Fast forward to August and Clinton, now the Democratic nominee, isleading her Republican rival by several percentage points, with one statewide poll showing her with as much as a 10 point lead over Donald Trump.

Some experts called Michigan's primary poll outcome a "train wreck." Will Michigan face a similar situation in the general election?

Grand Valley State University political science professor Don Zinman says it's not likely.

“Primaries are just harder to poll because there’s a greater chance of divergent results," Zinman said, noting Michigan's open primary set-up which doesn't require voters to register a party affiliation before casting a ballot.

"There’s a smaller pool of voters so there’s just a greater likelihood that the results are going to misfire."

Overall, pollsters face an increasing number of methodological problems as the traditional means of surveying voters has become outdated or outright obsolete in recent decades, a reality Zinman acknowledges.

"The response rates over the years have gone down, people just don’t want to answer a poll and people are able to screen calls out too," he said. "You’re also dealing with a growing number of people who don’t even have a landline and are only reachable by cell phones.”

In the 1980s, a survey might have achieved a 70 percent response rate, whereas in 2016 the response rate to phone surveys is just 0.9 percent, according to datacompiled by Wired.com.

But Zinman says that doesn't mean the average poll is systematically skewed or erroneous.

"Overall polls are very accurate and the industry has found ways to adapt to the changing technology and demographic changes within society," he said. “It’s challenging for the industry and it’s expensive to make all those dead end phone calls.
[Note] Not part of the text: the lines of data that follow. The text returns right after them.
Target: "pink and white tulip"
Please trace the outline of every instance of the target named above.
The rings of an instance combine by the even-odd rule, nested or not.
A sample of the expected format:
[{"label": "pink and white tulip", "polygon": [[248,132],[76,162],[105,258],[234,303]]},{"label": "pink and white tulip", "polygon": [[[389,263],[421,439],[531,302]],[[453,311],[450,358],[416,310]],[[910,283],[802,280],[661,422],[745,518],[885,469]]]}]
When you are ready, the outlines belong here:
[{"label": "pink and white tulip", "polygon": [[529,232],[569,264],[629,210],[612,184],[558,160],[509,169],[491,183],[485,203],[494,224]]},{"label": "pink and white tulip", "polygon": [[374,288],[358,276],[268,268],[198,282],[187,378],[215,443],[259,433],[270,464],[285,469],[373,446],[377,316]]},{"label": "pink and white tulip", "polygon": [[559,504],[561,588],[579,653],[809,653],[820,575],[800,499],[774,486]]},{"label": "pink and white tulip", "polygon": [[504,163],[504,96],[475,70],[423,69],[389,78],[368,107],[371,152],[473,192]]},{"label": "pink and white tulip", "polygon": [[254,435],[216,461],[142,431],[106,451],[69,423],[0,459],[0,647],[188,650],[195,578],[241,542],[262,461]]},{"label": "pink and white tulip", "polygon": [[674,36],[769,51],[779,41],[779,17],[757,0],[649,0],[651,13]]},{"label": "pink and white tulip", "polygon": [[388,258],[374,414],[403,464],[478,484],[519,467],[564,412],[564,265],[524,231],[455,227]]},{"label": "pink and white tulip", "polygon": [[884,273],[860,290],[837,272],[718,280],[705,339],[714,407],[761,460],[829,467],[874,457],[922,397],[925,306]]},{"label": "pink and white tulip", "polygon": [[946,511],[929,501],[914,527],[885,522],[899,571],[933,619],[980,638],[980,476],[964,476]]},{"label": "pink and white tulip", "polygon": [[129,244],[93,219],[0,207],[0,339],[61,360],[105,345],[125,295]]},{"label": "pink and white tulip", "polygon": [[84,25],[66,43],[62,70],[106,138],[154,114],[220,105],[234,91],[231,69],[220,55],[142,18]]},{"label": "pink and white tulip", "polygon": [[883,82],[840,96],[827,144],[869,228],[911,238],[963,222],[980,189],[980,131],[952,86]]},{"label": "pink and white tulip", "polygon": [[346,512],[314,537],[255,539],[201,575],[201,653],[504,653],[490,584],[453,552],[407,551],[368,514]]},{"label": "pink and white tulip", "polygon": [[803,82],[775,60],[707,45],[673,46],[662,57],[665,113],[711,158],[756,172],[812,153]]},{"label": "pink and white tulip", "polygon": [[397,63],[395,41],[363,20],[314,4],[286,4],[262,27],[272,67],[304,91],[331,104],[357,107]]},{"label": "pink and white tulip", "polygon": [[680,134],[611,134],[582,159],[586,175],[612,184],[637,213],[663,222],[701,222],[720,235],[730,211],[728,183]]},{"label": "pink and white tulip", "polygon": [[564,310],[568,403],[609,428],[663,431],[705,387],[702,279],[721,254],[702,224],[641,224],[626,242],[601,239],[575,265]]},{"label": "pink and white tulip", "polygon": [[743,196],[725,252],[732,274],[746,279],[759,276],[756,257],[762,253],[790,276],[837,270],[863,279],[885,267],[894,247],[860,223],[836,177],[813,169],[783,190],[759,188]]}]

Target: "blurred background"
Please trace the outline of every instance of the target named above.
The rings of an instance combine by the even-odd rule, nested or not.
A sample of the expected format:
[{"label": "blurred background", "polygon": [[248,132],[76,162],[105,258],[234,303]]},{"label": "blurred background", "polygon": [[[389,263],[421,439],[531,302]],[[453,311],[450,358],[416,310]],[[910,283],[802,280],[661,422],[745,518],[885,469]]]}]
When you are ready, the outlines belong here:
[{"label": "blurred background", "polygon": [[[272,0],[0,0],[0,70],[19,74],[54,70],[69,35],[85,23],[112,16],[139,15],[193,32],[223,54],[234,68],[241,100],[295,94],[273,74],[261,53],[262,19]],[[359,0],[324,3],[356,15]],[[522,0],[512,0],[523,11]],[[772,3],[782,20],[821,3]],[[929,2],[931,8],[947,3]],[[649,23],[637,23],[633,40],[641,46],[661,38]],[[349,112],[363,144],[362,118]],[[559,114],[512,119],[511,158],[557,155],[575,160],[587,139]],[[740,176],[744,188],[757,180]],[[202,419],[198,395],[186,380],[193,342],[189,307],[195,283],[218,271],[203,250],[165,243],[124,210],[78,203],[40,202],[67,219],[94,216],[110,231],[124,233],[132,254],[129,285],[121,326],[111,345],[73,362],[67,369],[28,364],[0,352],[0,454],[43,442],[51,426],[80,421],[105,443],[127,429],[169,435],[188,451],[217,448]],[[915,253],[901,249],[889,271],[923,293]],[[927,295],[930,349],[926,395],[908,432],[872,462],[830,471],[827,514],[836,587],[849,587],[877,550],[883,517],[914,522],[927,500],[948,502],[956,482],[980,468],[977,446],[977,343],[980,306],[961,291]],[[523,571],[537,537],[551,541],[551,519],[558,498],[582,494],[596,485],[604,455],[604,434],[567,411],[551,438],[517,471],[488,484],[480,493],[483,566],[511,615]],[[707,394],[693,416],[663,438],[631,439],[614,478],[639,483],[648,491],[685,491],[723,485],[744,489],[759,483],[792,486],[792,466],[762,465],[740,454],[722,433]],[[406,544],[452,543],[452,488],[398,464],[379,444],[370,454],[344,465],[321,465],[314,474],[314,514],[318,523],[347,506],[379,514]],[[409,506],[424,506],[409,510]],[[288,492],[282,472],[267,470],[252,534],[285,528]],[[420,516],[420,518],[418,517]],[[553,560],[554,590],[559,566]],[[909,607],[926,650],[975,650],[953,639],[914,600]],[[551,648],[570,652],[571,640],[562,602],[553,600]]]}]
But if you look at 2012, the results are still pretty darn accurate.”

A current average from Real Clear Politics shows Clinton leading Trump in Michigan by seven percent. While Clinton has yet to trail Trump in Michigan, Republicans remain adamant the state is "in play" to be a potential toss up in November.
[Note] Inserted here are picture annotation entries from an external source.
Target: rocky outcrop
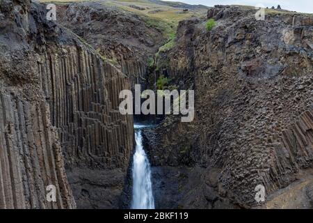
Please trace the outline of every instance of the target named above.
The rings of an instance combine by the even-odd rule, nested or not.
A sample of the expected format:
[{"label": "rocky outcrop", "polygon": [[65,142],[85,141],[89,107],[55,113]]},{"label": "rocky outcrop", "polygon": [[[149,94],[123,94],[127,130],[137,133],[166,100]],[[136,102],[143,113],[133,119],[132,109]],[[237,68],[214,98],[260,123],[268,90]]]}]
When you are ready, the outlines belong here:
[{"label": "rocky outcrop", "polygon": [[[36,11],[36,13],[35,13]],[[0,4],[0,208],[76,207],[62,149],[38,84],[40,9],[29,1]],[[47,199],[56,187],[56,202]]]},{"label": "rocky outcrop", "polygon": [[58,7],[61,23],[85,39],[104,59],[119,65],[132,86],[145,84],[148,58],[153,58],[166,40],[147,18],[101,2]]},{"label": "rocky outcrop", "polygon": [[126,77],[81,47],[47,51],[40,82],[58,130],[67,163],[125,168],[133,146],[132,118],[121,115],[119,93],[130,89]]},{"label": "rocky outcrop", "polygon": [[255,12],[216,7],[209,31],[205,20],[180,22],[163,64],[172,84],[195,91],[195,121],[168,116],[145,134],[152,164],[217,169],[212,193],[246,208],[257,185],[271,194],[313,160],[312,17]]},{"label": "rocky outcrop", "polygon": [[[121,171],[111,193],[118,201],[133,148],[132,117],[120,114],[118,94],[129,81],[46,13],[30,1],[0,3],[0,208],[75,208],[86,190],[73,197],[65,165],[79,169],[71,183],[79,168]],[[46,199],[49,185],[55,203]]]}]

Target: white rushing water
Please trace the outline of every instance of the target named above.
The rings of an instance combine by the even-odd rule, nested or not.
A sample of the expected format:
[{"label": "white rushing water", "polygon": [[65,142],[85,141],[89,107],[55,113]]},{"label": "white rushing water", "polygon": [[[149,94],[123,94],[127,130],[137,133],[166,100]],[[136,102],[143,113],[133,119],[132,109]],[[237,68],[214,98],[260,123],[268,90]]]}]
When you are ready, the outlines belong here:
[{"label": "white rushing water", "polygon": [[131,208],[154,209],[151,170],[149,160],[143,147],[141,128],[135,125],[136,151],[133,159],[133,198]]}]

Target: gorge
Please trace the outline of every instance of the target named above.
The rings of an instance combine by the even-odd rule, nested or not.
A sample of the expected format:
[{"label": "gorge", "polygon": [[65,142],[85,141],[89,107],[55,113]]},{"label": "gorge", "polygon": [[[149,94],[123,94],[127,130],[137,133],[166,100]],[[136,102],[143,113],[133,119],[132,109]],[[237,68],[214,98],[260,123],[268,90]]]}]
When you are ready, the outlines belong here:
[{"label": "gorge", "polygon": [[[0,1],[0,208],[313,208],[312,14],[41,1]],[[194,118],[121,114],[136,84]]]}]

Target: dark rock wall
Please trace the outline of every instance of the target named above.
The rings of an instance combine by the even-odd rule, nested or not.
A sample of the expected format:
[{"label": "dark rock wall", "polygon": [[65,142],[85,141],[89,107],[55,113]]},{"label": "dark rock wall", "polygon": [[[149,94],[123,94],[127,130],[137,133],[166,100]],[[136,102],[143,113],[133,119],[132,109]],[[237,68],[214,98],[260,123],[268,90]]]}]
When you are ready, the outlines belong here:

Voters in Michigan have not elected a Republican president since 1988.

Electoral maps based on current polling from FOX News and NBC News categorize Michigan as "leaning Democrat," while CNN categorizes Michigan as "solidly Democrat." A classification for Michigan from FiveThirtyEight, which takes into account polling averages, and economic, demographic and historical data, closely resembles CNN's prediction.

However, Real Clear Politics still categorizes Michigan as a "toss up," based solely on averaging recent polling data.
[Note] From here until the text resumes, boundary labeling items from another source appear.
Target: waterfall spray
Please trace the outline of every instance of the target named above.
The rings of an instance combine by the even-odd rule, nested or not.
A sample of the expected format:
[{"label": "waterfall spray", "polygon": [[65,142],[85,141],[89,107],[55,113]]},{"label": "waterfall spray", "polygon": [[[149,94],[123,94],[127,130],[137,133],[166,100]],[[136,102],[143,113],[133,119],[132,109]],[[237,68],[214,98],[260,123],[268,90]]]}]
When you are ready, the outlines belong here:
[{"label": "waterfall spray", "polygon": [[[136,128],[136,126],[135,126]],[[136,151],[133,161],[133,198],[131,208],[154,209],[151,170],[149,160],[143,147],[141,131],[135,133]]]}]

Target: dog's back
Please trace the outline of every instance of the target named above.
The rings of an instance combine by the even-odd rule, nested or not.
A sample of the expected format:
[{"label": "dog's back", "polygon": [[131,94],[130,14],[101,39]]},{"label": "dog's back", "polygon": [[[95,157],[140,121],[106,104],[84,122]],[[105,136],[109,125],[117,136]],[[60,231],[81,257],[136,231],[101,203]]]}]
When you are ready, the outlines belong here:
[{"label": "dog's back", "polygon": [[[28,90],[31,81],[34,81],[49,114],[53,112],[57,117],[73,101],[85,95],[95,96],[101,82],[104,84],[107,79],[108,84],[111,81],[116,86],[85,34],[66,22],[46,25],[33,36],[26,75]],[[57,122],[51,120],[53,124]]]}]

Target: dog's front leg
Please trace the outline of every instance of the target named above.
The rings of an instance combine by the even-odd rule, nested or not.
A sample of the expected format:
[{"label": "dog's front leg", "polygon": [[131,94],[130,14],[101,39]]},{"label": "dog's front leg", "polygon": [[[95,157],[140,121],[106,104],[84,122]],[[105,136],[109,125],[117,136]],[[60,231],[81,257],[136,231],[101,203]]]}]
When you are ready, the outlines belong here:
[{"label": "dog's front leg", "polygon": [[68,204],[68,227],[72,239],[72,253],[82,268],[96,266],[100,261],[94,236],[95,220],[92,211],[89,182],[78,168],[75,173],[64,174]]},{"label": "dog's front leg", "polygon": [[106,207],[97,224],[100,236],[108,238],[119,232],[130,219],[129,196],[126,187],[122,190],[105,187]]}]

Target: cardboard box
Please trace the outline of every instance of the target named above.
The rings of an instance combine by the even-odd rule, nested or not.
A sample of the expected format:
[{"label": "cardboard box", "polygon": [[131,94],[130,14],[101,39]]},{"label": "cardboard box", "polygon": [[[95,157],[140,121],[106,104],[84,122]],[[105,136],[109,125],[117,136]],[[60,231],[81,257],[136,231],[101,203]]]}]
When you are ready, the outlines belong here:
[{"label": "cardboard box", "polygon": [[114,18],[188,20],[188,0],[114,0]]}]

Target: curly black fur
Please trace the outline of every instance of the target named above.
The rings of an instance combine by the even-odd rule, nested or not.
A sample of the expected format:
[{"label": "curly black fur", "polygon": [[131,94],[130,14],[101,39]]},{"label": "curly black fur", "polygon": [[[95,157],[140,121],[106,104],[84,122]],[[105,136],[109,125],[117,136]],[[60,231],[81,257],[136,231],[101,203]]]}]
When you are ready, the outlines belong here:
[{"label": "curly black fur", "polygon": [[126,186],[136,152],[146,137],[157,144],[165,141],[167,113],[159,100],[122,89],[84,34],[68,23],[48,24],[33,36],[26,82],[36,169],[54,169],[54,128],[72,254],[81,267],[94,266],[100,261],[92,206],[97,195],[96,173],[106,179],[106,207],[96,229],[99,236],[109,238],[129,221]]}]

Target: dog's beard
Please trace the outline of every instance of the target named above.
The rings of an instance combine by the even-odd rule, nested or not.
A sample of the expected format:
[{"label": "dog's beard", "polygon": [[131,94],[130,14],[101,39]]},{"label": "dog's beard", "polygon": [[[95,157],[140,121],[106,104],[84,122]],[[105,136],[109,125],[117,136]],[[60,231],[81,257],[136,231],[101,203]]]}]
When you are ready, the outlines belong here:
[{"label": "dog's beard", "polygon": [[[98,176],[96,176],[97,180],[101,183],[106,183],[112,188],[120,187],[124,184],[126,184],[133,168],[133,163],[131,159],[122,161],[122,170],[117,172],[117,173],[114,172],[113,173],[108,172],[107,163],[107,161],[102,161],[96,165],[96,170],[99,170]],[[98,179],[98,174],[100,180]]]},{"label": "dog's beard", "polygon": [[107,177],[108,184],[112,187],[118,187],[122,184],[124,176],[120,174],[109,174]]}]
Zinman said Michigan should be considered as an "almost-swing state."

"It's the kind of state that, for a Republican to be genuinely competitive here, the candidate would have to fundamentally change the national equilibrium of the race in order for Michigan to be in play," he said.

The last time Michigan was genuinely a swing state was in 2004 when Bush was re-elected, Zinman said. While he went on to win the election, George W. Bush aggressively campaigned and ran ads in Michigan but lost the state by 3 percentage points.